Роща

Pen
   Роща
               

  Я с детства читаю все буквы, какие только попадаются на глаза. Буквы не мешают, ни ходу мыслей, ни их сну, ни полётам их во сне. Буквы из окружающей реальности привносят цвет и ритм и своематику. Знакомый почтальон писал мне как-то в письме примерно об этом же. Он постоянно имеет дело с буквами. Когда разносит почту, то мысли клюют друг друга пульсируя. Фамилии повторяются, имена улиц, номера машин, ступеньки. Дома и двери. Слова разные. Температура, движения воздуха, движения в воздухе, кружочки, полоски. Если бы я писал о нём рассказ, то вид его деятельности наложил бы на всё устремлённость и линейность движения к целям. Ящики -- цели его, ящики -- цепи его.   Хотя, всё это-- сюжет несобытийного характера.
 
 И вот я увидел стену, а на ней надпись прос. Нулся, Тил, Тыня -- мои спутники, сказали, что пойдут со мной и дальше.  Вообще-то я ожидал, что после стены мы с ними будем прощаться и уже приготовил в голове церимониальную строчку. 
                Я должен был сказать:

-- Ну, не примянайте липу...
               
                А они должны были доброжелательно, но
                и иронично ответить:

--Да и вы, однако ж, не применяйте лиха!

  До сих пор мы шли припеваючи, я обрадовался, что и дальше пойдём вместе, и приготовленная строчка покрутилась, поцветилась и сложилась пухово и светло рядом с воспоминаниями от липового чая.

  А пошли-то мы просто-напросто по лесу, а дойти хотели до рощи, где деревья со светлозелёными стройными стволами. Бывало, что через ручьи перешагивали, бывало, что и на лесные  холмы поднимались. С одного из холмов мы стали смотреть в луга.  Показался кто-то. Все напряглись, ближе оказалось, что это Вотонне Доверия. Раз уж встретился Вотонне, то решили тут остановиться, поговорить.

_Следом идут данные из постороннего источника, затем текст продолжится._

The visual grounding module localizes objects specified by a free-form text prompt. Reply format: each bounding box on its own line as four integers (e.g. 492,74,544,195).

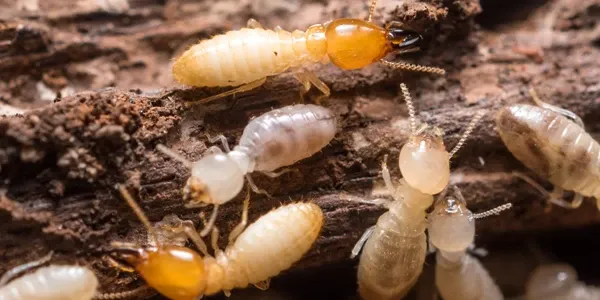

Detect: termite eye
387,28,423,50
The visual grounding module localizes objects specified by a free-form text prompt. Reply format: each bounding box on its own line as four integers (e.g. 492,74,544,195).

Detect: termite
351,84,483,300
173,0,445,105
427,186,512,300
525,263,600,300
496,89,600,209
157,104,337,236
112,186,323,300
0,252,98,300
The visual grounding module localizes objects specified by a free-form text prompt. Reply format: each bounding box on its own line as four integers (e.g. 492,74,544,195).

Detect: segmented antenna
450,110,486,158
0,251,54,287
92,285,148,300
380,59,446,75
117,185,160,247
367,0,377,23
470,203,512,220
400,83,417,135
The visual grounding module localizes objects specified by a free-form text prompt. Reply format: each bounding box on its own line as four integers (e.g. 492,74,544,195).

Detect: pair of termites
352,84,483,300
427,187,512,300
157,104,337,236
173,0,445,103
108,187,323,300
496,89,600,209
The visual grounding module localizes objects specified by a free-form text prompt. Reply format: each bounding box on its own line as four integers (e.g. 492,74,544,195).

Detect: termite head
183,151,244,205
112,186,207,300
428,192,475,252
113,243,206,300
526,264,578,299
399,125,450,195
386,22,423,52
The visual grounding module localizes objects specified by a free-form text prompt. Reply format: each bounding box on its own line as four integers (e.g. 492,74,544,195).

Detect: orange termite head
386,22,423,52
114,243,206,300
399,127,450,195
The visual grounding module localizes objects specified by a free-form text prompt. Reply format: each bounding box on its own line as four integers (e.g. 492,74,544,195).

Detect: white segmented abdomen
435,253,504,300
358,202,427,300
496,104,600,198
210,203,323,290
0,266,98,300
234,104,337,172
173,28,308,87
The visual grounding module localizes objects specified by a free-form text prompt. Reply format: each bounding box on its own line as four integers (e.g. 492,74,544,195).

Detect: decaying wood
0,0,600,298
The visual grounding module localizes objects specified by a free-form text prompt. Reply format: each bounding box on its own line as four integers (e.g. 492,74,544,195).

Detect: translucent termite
112,187,323,300
427,188,512,300
0,253,98,300
173,0,445,103
496,89,600,209
157,104,337,236
352,84,483,300
525,264,600,300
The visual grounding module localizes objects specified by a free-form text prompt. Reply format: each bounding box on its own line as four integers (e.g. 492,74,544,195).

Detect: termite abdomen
496,104,600,198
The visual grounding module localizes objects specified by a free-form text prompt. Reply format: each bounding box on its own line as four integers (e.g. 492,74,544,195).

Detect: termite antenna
380,59,446,75
449,110,486,159
367,0,377,23
92,285,148,300
156,144,192,168
529,88,585,129
469,203,512,220
400,83,417,135
0,251,54,287
117,184,160,248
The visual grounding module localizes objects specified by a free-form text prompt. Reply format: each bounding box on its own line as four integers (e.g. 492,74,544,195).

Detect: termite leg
246,174,272,198
529,88,585,128
0,251,54,287
252,278,271,291
350,225,376,259
206,133,231,152
246,19,263,29
200,204,219,236
210,227,221,256
228,189,250,244
185,77,267,107
102,256,135,273
294,71,331,103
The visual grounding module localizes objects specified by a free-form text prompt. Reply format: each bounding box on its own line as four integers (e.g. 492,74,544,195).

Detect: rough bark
0,0,600,298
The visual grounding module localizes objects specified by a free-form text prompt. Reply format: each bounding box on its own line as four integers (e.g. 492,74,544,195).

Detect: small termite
173,0,445,105
496,89,600,209
112,186,323,300
427,187,512,300
157,104,337,236
525,264,600,300
0,252,98,300
351,84,483,300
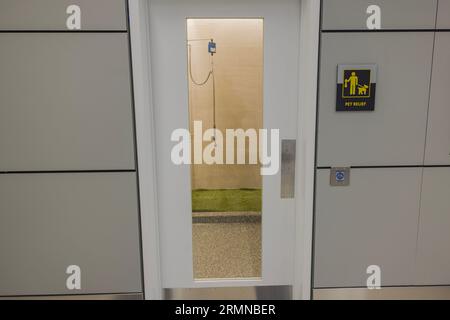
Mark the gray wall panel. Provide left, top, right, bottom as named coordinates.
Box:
left=425, top=32, right=450, bottom=165
left=0, top=0, right=127, bottom=30
left=314, top=168, right=422, bottom=288
left=436, top=0, right=450, bottom=29
left=322, top=0, right=442, bottom=30
left=318, top=32, right=433, bottom=166
left=0, top=173, right=142, bottom=296
left=416, top=168, right=450, bottom=285
left=0, top=33, right=134, bottom=171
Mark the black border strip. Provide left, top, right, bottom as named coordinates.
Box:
left=314, top=284, right=450, bottom=291
left=322, top=29, right=450, bottom=33
left=316, top=164, right=450, bottom=170
left=0, top=169, right=136, bottom=176
left=0, top=30, right=128, bottom=33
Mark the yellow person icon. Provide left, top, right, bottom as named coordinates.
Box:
left=344, top=72, right=358, bottom=96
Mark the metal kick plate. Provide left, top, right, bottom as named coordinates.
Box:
left=281, top=140, right=296, bottom=199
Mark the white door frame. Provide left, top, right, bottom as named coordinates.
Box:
left=128, top=0, right=320, bottom=300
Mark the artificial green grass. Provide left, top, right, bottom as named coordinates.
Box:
left=192, top=189, right=262, bottom=212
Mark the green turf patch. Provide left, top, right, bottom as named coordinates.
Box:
left=192, top=189, right=262, bottom=212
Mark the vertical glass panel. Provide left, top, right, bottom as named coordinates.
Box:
left=187, top=19, right=263, bottom=279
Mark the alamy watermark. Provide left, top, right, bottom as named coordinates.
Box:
left=171, top=121, right=280, bottom=176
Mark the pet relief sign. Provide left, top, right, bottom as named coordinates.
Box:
left=336, top=64, right=377, bottom=111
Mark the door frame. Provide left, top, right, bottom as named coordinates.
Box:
left=128, top=0, right=321, bottom=300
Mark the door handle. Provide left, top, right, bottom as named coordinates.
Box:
left=280, top=140, right=296, bottom=199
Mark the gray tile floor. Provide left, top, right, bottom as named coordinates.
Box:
left=192, top=212, right=261, bottom=279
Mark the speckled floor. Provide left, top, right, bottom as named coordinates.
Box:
left=192, top=212, right=261, bottom=279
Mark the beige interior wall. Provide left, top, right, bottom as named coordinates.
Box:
left=187, top=19, right=263, bottom=189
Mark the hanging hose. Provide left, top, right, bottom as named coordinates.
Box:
left=188, top=44, right=217, bottom=142
left=188, top=44, right=214, bottom=87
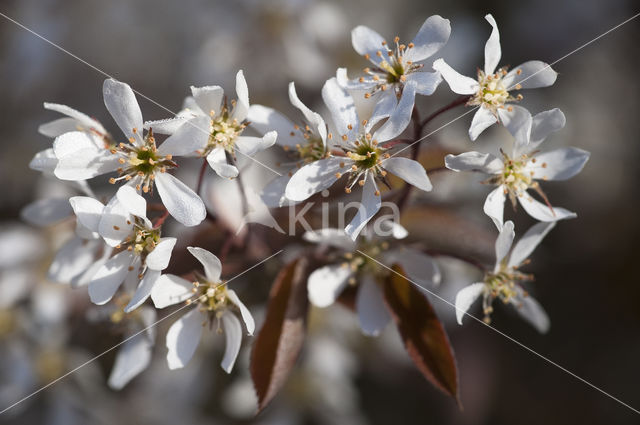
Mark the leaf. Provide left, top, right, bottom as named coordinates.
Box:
left=384, top=264, right=460, bottom=403
left=250, top=258, right=309, bottom=413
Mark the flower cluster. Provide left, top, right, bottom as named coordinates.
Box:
left=23, top=11, right=589, bottom=406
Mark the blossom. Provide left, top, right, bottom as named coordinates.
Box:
left=433, top=15, right=558, bottom=140
left=304, top=221, right=440, bottom=336
left=248, top=82, right=329, bottom=207
left=337, top=15, right=451, bottom=135
left=455, top=221, right=555, bottom=333
left=53, top=79, right=206, bottom=226
left=69, top=186, right=176, bottom=313
left=151, top=247, right=255, bottom=373
left=445, top=109, right=589, bottom=228
left=152, top=70, right=277, bottom=178
left=285, top=78, right=432, bottom=240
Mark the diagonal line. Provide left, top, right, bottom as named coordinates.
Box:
left=0, top=12, right=282, bottom=176
left=0, top=249, right=283, bottom=415
left=382, top=13, right=640, bottom=162
left=356, top=250, right=640, bottom=414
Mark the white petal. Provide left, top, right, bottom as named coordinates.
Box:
left=525, top=148, right=590, bottom=180
left=232, top=70, right=249, bottom=122
left=469, top=105, right=498, bottom=140
left=220, top=312, right=242, bottom=373
left=351, top=25, right=386, bottom=64
left=236, top=131, right=278, bottom=156
left=285, top=157, right=351, bottom=202
left=191, top=86, right=224, bottom=116
left=344, top=173, right=382, bottom=241
left=247, top=105, right=306, bottom=146
left=518, top=193, right=577, bottom=221
left=155, top=173, right=207, bottom=227
left=307, top=265, right=352, bottom=307
left=124, top=270, right=161, bottom=313
left=502, top=61, right=558, bottom=90
left=356, top=275, right=391, bottom=336
left=322, top=77, right=360, bottom=140
left=20, top=198, right=73, bottom=227
left=484, top=14, right=502, bottom=75
left=89, top=251, right=133, bottom=305
left=108, top=334, right=153, bottom=390
left=145, top=238, right=177, bottom=270
left=151, top=274, right=194, bottom=308
left=102, top=78, right=143, bottom=144
left=433, top=59, right=479, bottom=94
left=407, top=72, right=442, bottom=96
left=187, top=246, right=222, bottom=282
left=227, top=289, right=256, bottom=335
left=507, top=221, right=556, bottom=267
left=158, top=116, right=211, bottom=156
left=382, top=157, right=433, bottom=192
left=207, top=148, right=238, bottom=179
left=494, top=220, right=516, bottom=271
left=373, top=81, right=416, bottom=142
left=456, top=282, right=484, bottom=325
left=444, top=151, right=504, bottom=174
left=166, top=308, right=202, bottom=370
left=404, top=15, right=451, bottom=62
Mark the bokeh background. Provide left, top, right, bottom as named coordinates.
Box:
left=0, top=0, right=640, bottom=424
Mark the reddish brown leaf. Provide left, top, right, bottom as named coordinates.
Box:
left=251, top=258, right=309, bottom=412
left=384, top=265, right=459, bottom=401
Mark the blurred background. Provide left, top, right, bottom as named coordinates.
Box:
left=0, top=0, right=640, bottom=424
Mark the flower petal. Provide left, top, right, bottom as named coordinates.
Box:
left=102, top=78, right=143, bottom=145
left=207, top=148, right=238, bottom=179
left=307, top=265, right=353, bottom=307
left=166, top=308, right=202, bottom=370
left=433, top=59, right=479, bottom=94
left=145, top=238, right=177, bottom=271
left=220, top=312, right=242, bottom=373
left=382, top=157, right=433, bottom=192
left=187, top=246, right=222, bottom=283
left=456, top=282, right=485, bottom=325
left=484, top=14, right=502, bottom=75
left=356, top=274, right=391, bottom=336
left=155, top=173, right=207, bottom=227
left=227, top=289, right=256, bottom=335
left=89, top=250, right=133, bottom=305
left=151, top=274, right=194, bottom=308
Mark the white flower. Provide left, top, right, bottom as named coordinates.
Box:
left=151, top=247, right=255, bottom=373
left=285, top=78, right=432, bottom=240
left=53, top=79, right=206, bottom=226
left=445, top=109, right=589, bottom=229
left=152, top=70, right=277, bottom=178
left=304, top=222, right=440, bottom=336
left=337, top=15, right=451, bottom=135
left=433, top=15, right=558, bottom=140
left=455, top=221, right=555, bottom=333
left=69, top=186, right=176, bottom=312
left=248, top=82, right=328, bottom=207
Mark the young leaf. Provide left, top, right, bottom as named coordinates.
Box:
left=384, top=264, right=459, bottom=402
left=251, top=258, right=309, bottom=412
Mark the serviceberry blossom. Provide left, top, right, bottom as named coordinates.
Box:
left=69, top=186, right=176, bottom=313
left=285, top=78, right=432, bottom=240
left=445, top=109, right=589, bottom=229
left=146, top=70, right=278, bottom=179
left=248, top=82, right=330, bottom=207
left=337, top=15, right=451, bottom=135
left=455, top=221, right=555, bottom=333
left=151, top=247, right=255, bottom=373
left=304, top=221, right=440, bottom=335
left=53, top=79, right=206, bottom=226
left=433, top=15, right=558, bottom=140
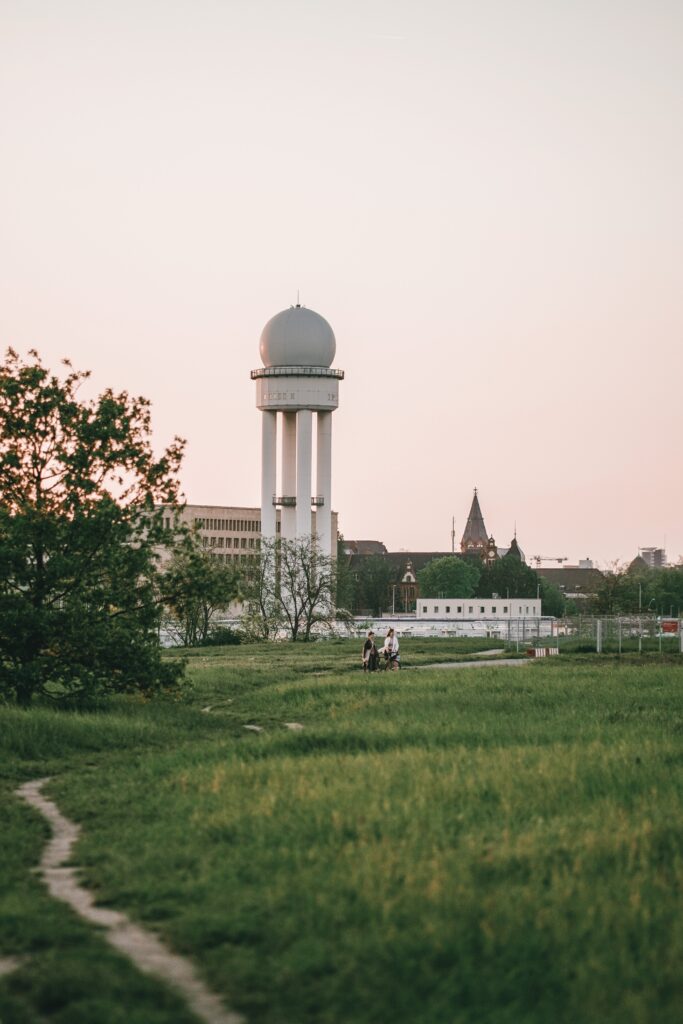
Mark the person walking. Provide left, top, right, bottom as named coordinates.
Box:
left=362, top=630, right=380, bottom=672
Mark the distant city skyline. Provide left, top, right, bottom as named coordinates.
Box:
left=0, top=0, right=683, bottom=565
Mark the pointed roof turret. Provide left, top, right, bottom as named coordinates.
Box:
left=508, top=530, right=522, bottom=561
left=460, top=487, right=488, bottom=551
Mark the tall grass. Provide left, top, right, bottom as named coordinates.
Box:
left=0, top=641, right=683, bottom=1024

Вотонне сказал, -- "Пожалуйста, поговорите со мной и с Ф ранцузским акцентом".
Тыня спросил, -- " А кто этот Ф, и где он"?
Лично я с Ф уже встречался и знал, что обычно он сидит у Вотонне в осне. И точно, Ф высунулся из осна и улыбнулся на деревья. Нулся осторожно положил ему ладонь на макушку и Ф сказал, -- "Oui, Oui".

-- "А!",-- сказал Нулся,-- " Ф -- ранцуз"?
-- "Нет!",-- поправил Тил,--"Он же сказал -- We, We".
-- "А! Нгличанин?"-- удивился Нулся.

  И тут, сверху, крякнув спрыгнул мужик с окладистой бородой. Оказывается , он залезал на дерево, чтобы посмотреть в другие луга, которые просто-так с холма видно не было. Мы и мужика этого все знали, и вообще, выяснилось, что все мы идём в ту рощу со светлозелёными стройными деревьями. Шли-шли, мужик рассказывал, что пишет книгу и наверное назовёт её "Ходь-Худы, Ходь-Худы".
  Я то слушал, то не очень, шёл-перешагивал, дотрагивался до веток. Недалеко от рощи видели девушку. Она держала на ладони черепашку. Черепашка была меньше ладони и не пряталась. Рядом был молодой человек, затаив дыхание наводил фотоаппарат на ладонь с черепашкой. Через много лет, в одном журнале со статьёй про камни я увидел эту фотографию. Ладонь была розоватой, полупрозрачные ноготки и светлокоричневая черепашка. Чувствовалось, что есть трое, было тихо, видимо не помешало то, что мы тогда проходили мимо.
 
  Гуляли в роще. Она была особенной, вся из стройных светлозелёных деревьев. Помню, услышались весёлые звонкие голоса,--  "Ума, Дана,-- быстрее сюда. Тут жизнь!".